Son retour, MC Solaar le doit aussi à ses enfants et à l'envie qu'il avait d'être un modèle pour eux. "Voir quelqu'un qui ne fait pas grand-chose, qui va juste se cultiver, papillonner, être un causeur, discuter avec des gens, aller dans des studios mais pas pour faire quelque chose", ce quotidien n'était pas suffisant pour lui.
Un artiste pudique
Si MC Solaar met peu de lui dans ses chansons, c'est parce qu'il est pudique, mais surtout parce qu'il préfère parler du monde et de ce qui l'entoure.
Si on parle de soi, ça fait un peu Narcisse, égoïste, égotiste, élément central, l'axe du compas. Je préfère être dans le cercle.
Dans sa musique, le rappeur met "un peu d'humour, l'envie de faire vivre une expérience à ceux qui l'écoutent et, si possible, un peu de récréation, parce que l'enseignement dans la joie est toujours meilleur", dit-il. A travers ses chansons, l'artiste propose une ouverture sur le monde à travers la richesse de ses mots et de ses rimes. L'artiste aime parler de sujets qui touchent, plutôt que parler de lui. Il aime se renseigner, se documenter, se cultiver, lire les journaux et se nourrir de l'actualité pour écrire ses chansons.
Se démarquer dans le rap
Dans les années 90, MC Solaar a été considéré comme "trop intello" par certains rappeurs qui l'accusaient de compromission avec le système. Une étiquette dont il a souffert.
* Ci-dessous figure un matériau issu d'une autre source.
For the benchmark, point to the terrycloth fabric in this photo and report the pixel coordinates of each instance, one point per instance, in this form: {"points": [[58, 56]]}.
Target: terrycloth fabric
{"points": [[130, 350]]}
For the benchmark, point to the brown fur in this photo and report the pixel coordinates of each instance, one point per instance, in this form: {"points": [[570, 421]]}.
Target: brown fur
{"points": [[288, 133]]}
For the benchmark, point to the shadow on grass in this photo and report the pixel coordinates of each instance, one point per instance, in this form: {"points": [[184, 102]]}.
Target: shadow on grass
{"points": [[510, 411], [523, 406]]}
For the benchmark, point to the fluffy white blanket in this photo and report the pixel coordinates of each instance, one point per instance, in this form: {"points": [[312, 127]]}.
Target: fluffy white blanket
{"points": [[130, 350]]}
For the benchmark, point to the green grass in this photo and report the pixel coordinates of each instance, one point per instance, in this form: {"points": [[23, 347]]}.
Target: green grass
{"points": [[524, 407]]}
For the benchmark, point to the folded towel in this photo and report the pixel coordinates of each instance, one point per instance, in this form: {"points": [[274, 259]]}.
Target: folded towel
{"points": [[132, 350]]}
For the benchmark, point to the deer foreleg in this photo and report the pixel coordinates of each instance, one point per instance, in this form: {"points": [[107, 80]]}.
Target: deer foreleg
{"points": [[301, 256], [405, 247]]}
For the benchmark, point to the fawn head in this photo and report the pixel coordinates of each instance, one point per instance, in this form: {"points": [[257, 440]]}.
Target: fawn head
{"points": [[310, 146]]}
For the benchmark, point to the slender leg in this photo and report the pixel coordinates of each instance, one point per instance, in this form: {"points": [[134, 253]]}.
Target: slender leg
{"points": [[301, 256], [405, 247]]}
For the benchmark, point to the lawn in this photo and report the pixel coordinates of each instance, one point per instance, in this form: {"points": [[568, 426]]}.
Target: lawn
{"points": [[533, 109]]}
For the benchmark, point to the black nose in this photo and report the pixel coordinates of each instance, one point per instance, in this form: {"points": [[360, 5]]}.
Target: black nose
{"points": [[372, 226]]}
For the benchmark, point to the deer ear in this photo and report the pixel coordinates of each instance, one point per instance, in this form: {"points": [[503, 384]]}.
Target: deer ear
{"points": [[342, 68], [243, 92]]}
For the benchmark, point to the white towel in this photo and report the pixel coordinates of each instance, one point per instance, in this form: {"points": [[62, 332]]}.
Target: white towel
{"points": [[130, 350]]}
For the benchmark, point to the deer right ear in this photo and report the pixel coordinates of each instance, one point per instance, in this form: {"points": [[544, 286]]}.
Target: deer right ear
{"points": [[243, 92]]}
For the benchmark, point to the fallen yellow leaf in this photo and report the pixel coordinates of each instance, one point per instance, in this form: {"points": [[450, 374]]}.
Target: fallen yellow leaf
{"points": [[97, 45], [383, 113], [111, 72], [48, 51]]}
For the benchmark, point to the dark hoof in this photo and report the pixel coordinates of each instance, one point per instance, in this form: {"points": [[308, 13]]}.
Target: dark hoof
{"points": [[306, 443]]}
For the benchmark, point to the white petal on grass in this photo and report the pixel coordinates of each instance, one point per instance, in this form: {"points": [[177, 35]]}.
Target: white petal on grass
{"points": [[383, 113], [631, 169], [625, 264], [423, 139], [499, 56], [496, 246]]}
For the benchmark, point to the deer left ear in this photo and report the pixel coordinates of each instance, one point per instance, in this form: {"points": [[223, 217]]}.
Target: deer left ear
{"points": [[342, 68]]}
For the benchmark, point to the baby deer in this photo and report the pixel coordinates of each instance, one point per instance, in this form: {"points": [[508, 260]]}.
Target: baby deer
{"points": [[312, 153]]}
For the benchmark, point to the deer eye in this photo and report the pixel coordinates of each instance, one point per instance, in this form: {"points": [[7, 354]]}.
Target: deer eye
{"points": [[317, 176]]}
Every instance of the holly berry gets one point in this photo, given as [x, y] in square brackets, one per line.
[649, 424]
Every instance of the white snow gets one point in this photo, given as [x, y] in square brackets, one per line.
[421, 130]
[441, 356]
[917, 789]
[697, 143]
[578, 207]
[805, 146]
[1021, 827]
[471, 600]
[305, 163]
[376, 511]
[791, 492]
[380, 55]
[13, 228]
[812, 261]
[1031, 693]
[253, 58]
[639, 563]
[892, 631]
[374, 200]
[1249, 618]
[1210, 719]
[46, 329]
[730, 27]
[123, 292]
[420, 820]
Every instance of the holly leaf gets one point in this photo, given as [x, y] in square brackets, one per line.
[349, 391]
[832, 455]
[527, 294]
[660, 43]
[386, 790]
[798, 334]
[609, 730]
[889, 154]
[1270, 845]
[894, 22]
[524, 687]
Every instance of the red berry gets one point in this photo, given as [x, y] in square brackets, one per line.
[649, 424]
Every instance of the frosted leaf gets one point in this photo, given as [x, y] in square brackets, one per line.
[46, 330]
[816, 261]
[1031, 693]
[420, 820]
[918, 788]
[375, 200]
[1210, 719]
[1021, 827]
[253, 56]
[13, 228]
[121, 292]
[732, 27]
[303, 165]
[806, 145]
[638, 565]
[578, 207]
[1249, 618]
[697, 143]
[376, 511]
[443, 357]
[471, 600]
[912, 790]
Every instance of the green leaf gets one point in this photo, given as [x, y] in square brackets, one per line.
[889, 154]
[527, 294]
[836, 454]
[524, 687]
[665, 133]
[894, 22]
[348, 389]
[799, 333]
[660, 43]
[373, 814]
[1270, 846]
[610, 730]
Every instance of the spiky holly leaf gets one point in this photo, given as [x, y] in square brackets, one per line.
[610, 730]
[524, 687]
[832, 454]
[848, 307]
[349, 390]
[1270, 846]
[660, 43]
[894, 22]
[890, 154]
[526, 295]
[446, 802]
Pourtant, il savait qu'il fallait donner au rap un peu plus de noblesse.
C'était quelque chose qui était très important pour moi, d'avoir une respectabilité. Parce qu'on ne peut pas avoir le paradoxe de dire: "on veut s'insérer, mais on ne veut pas de quelque chose". Je sais qu'il faut faire les choses bien.
Aujourd'hui, grâce au temps, MC Solaar est devenu, comme il le dit, "un des quatre points cardinaux", et il ne fait plus attention à ce que l'on peut penser de lui. "Trop intello" pour certains, le rappeur a montré que l'on pouvait faire un rap empreint de culture, de références littéraires, et d'influences variées allant de Rimbaud, à Picasso en passant, évidemment, par Serge Gainsbourg à qui il voue une véritable passion: "j'ai le côté Gainsbourg, mais pas encore le côté Gainsbarre", dit-il.
La victoire des nouveaux rappeurs
Quant à la nouvelle génération, dont font partie Orelsan, Nekfeu, Lomepal, Roméo Elvis et bien d'autres, MC Solaar les trouve excellents. "Ils sont sortis du moule pour mettre leur personnalité en avant, ils existent par eux-mêmes et personne ne leur ressemble. C'est une grande victoire pour eux", explique-t-il. Une nouvelle génération qui reprend certains titres du rappeur. "Ça me fait plaisir. Rien ne se perd, tout se transforme, et quelque fois en mieux", dit-il.
La nouvelle tournée du rappeur démarre en novembre. Il sera de passage le 13 décembre à l'Arena de Genève. Et pour découvrir son 9e album, les fans n'auront pas à attendre 10 ans, puisque le rappeur sait désormais ce qu'il veut faire: "avant je voulais savoir ce que j'étais, maintenant, c'est sûr et certain, quand on a fait que de la musique dans sa vie, on est musicien".